John Lewis Insurance ads tend to keep out of the headlines – but their latest has sparked a flurry of controversy, and even a statement by the company explaining the ad. If you haven’t seen “Let Life Happen” it features a kid (apparently named Reggie) channeling his inner Rock Diva with the help of his Mum’s dress, his sister’s paints and the track “Edge Of Seventeen” by Stevie Nicks.

The famously free-spirited Nicks would approve – and in fact has approved, on Twitter – of Reggie’s interpretative dance, which wreaks glittery destruction on his very tastefully decorated home. No sooner had the ad launched than the social media takes were flying, culminating in one UK paper calling the commercial “everything that is wrong with modern Britain”.

That’s not something our Test Your Ad scores measure, but what we can see is that “Let Life Happen” is a strongly polarising ad. It landed a 1.6-Star score (Low long-term effectiveness) but an Exceptional Spike score (high short-term impact) – so if its job was to get John Lewis quick attention, it’s worked. But there’s a price to pay in emotional response, with higher than usual levels of Disgust and Contempt for an ad.

We can also see why people were divided about the ad. The commentary online focused on two main areas. First, the kid is astonishingly, wantonly destructive to a level which (people felt) crossed a line between self-expression and plain bad behaviour. Second, he’s wearing a dress and make-up, leading some people to suspect John Lewis is ‘pushing’ an LGBTQ+ agenda.

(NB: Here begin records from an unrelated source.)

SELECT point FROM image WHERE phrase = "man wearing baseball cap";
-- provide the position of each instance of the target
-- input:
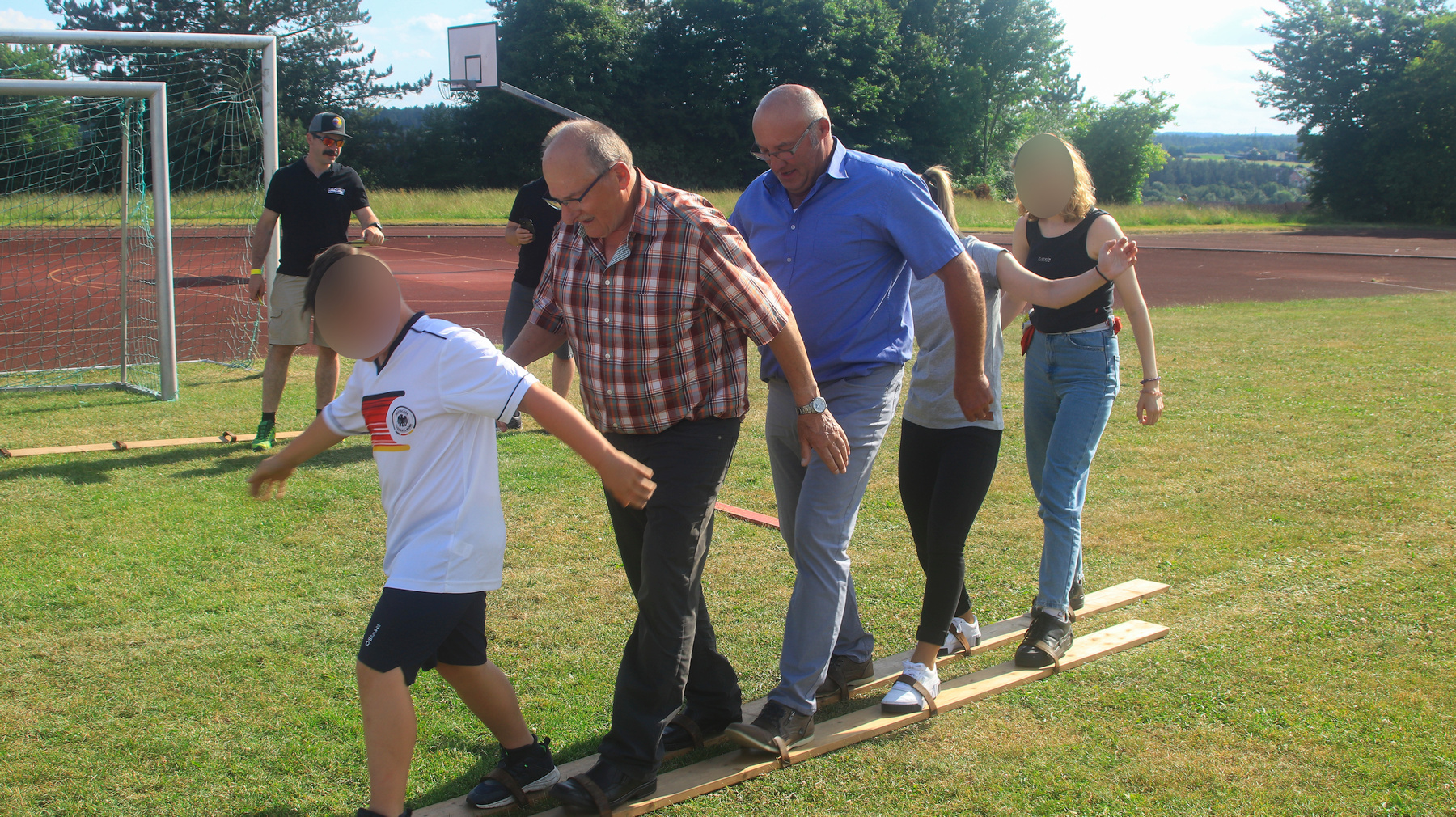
(313, 197)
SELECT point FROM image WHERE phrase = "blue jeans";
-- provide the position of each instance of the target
(1070, 385)
(817, 513)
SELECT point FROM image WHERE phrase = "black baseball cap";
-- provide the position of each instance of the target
(328, 124)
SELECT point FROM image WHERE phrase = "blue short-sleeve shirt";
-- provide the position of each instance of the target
(844, 258)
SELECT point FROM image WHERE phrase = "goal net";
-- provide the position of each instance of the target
(79, 255)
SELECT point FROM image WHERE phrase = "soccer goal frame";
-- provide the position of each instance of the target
(156, 96)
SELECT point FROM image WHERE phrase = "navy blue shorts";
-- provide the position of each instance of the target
(414, 631)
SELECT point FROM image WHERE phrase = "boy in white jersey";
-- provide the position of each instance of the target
(430, 392)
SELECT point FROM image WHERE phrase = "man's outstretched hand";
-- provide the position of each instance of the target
(1117, 256)
(975, 395)
(820, 433)
(628, 481)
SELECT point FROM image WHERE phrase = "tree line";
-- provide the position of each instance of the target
(1226, 181)
(1372, 85)
(929, 82)
(925, 82)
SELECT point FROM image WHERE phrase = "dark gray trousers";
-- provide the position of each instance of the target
(673, 651)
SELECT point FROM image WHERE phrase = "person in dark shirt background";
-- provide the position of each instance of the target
(313, 197)
(529, 227)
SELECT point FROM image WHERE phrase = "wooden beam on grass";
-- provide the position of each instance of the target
(749, 516)
(886, 671)
(129, 445)
(868, 722)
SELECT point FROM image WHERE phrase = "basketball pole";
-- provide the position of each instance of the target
(125, 225)
(545, 104)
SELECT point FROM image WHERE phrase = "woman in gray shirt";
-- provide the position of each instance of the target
(946, 460)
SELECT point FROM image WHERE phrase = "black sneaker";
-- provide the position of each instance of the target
(684, 733)
(844, 673)
(520, 773)
(777, 729)
(1046, 642)
(603, 788)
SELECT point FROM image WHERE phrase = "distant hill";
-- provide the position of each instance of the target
(1235, 145)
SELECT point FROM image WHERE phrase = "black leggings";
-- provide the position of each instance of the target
(944, 478)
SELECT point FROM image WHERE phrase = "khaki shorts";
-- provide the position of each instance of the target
(287, 322)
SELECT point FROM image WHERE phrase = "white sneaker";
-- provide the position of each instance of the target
(903, 698)
(971, 629)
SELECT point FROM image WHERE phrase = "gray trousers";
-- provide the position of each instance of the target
(817, 513)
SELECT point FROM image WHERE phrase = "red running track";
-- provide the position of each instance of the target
(60, 298)
(463, 274)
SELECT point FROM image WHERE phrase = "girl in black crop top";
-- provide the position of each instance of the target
(1072, 378)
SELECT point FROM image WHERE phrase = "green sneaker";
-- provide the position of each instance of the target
(264, 438)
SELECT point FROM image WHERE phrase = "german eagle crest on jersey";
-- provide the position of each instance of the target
(387, 420)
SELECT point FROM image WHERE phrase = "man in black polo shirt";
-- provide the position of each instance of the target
(315, 197)
(531, 226)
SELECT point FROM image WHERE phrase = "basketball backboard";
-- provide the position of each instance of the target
(472, 56)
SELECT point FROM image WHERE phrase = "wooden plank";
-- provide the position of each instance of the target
(749, 516)
(61, 451)
(992, 635)
(857, 727)
(129, 445)
(1008, 631)
(123, 446)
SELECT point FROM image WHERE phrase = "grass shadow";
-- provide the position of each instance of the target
(220, 460)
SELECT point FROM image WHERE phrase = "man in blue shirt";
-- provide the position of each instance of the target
(840, 232)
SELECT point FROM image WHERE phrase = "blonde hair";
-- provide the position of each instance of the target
(942, 193)
(1084, 194)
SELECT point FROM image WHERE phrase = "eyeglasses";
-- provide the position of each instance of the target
(784, 155)
(560, 203)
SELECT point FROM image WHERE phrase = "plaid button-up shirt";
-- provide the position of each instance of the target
(662, 331)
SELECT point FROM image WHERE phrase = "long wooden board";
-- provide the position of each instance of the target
(855, 727)
(1008, 631)
(749, 516)
(129, 445)
(886, 671)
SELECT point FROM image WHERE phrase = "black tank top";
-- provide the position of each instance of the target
(1066, 256)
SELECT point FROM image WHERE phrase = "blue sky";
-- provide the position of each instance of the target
(1200, 53)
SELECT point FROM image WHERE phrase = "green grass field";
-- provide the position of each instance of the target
(493, 207)
(174, 649)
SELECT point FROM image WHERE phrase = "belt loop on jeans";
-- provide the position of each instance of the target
(1101, 327)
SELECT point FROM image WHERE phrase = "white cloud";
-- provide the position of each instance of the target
(11, 18)
(1203, 53)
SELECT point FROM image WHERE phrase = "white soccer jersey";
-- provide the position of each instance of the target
(431, 413)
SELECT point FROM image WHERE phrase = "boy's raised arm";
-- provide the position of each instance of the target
(271, 475)
(629, 481)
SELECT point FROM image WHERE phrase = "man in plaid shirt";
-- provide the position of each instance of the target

Twitter takes are not always representative of real life. In the comments in our tests there was only one mention of the dress or make-up, and nobody mentioned LGBT issues or even the dreaded word “woke”. Ordinary viewers are fine with gender non-conformity. What they really cannot tolerate is mess. “Irresponsible”, “Silly”, “Bad behaviour”, “Destructive”… these words and associations kept coming up in the comments and account for why the ad racked up negative responses and performed badly on Star Rating. The positive responses were also consistent – the ad was funny, messy and had a terrific soundtrack.

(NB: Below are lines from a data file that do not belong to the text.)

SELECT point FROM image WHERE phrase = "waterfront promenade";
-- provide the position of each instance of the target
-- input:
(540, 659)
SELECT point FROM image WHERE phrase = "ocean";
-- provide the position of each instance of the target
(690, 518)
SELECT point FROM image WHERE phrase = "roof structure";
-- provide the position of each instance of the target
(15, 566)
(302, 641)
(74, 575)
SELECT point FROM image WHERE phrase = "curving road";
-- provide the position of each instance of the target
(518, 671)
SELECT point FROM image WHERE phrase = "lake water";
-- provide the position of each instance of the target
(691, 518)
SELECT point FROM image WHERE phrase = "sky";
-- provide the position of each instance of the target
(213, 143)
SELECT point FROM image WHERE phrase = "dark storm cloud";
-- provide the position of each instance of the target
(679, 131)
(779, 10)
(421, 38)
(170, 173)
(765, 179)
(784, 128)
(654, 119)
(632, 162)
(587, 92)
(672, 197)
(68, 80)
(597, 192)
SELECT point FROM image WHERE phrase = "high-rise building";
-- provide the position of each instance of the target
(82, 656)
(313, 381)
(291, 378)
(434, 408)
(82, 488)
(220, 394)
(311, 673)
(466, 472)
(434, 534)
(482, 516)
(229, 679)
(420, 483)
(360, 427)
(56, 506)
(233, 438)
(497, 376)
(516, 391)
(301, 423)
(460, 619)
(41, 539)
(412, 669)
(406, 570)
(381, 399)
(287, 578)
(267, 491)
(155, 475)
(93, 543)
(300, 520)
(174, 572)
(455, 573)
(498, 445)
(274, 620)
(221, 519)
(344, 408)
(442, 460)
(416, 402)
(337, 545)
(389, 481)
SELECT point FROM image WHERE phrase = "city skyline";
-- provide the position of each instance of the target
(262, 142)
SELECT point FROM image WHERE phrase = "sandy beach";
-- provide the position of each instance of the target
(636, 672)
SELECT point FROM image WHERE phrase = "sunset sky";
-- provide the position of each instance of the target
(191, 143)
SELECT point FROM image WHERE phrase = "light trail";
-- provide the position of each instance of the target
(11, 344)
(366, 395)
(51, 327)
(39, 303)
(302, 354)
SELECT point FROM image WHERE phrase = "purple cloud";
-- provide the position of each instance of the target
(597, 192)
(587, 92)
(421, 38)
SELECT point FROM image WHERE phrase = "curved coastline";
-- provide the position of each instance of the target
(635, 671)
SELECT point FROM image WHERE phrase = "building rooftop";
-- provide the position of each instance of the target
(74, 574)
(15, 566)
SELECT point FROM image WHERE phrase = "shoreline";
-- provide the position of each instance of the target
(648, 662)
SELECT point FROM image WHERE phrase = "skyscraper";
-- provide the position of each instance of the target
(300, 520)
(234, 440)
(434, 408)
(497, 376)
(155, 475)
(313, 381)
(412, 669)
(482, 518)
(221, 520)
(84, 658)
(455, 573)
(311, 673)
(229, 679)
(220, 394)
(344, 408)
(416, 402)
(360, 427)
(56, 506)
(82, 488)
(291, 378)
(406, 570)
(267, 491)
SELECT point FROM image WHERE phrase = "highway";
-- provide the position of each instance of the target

There’s a long tradition of insurance ads showing the worst case scenarios they want people to insure against. There’s a reason, for instance, that AllState’s long-running fluent device character is called “Mayhem”. So what went wrong with John Lewis here? Two things. First, having the destruction happen inside the house, caused by a child, touches a lot of British nerves about tidiness, property and parenting. As a nation we apparently love to disapprove of one another’s activities in those areas, and John Lewis is handing us a golden opportunity.

Second, though, is the addition of other family members. The negative emotion starts to rise when the boy’s sister and mother appear – in particular when the sister gets her paints hijacked. This undermines the whole “free expression” vibe of the ad, being an unwelcome reminder that Reggie’s actions are going to disrupt the rest of his family’s day. It makes him look adversarial and shifts the ad out of the realm of fantasy and into the realm of family. If the commercial had been a solo turn by Reggie, it might not have been so polarising.

But then, polarising is most likely what “Let Life Happen” was aiming for. In his new book, Look Out, Orlando Wood charts the rise of shock-tactic advertising, ads which want to be noticed and talked about rather than entertain or deepen people’s liking for a brand. He compares those ads to the fiercely polarised audience reaction to Stravinsky’s Rite Of Spring, when the wild music, costumes and dancing caused a near-riot on the ballet’s opening night.

Shock-tactic ads achieve their aim, but don’t necessarily do much for their brand (and, says Wood, risk widening, not closing, divides in society as a whole).. It’s hard not to look at Reggie’s chaotic, joyfully destructive dancing and think this is what we’re seeing. If the world of home insurance ads has a Rite Of Spring, this might well be it.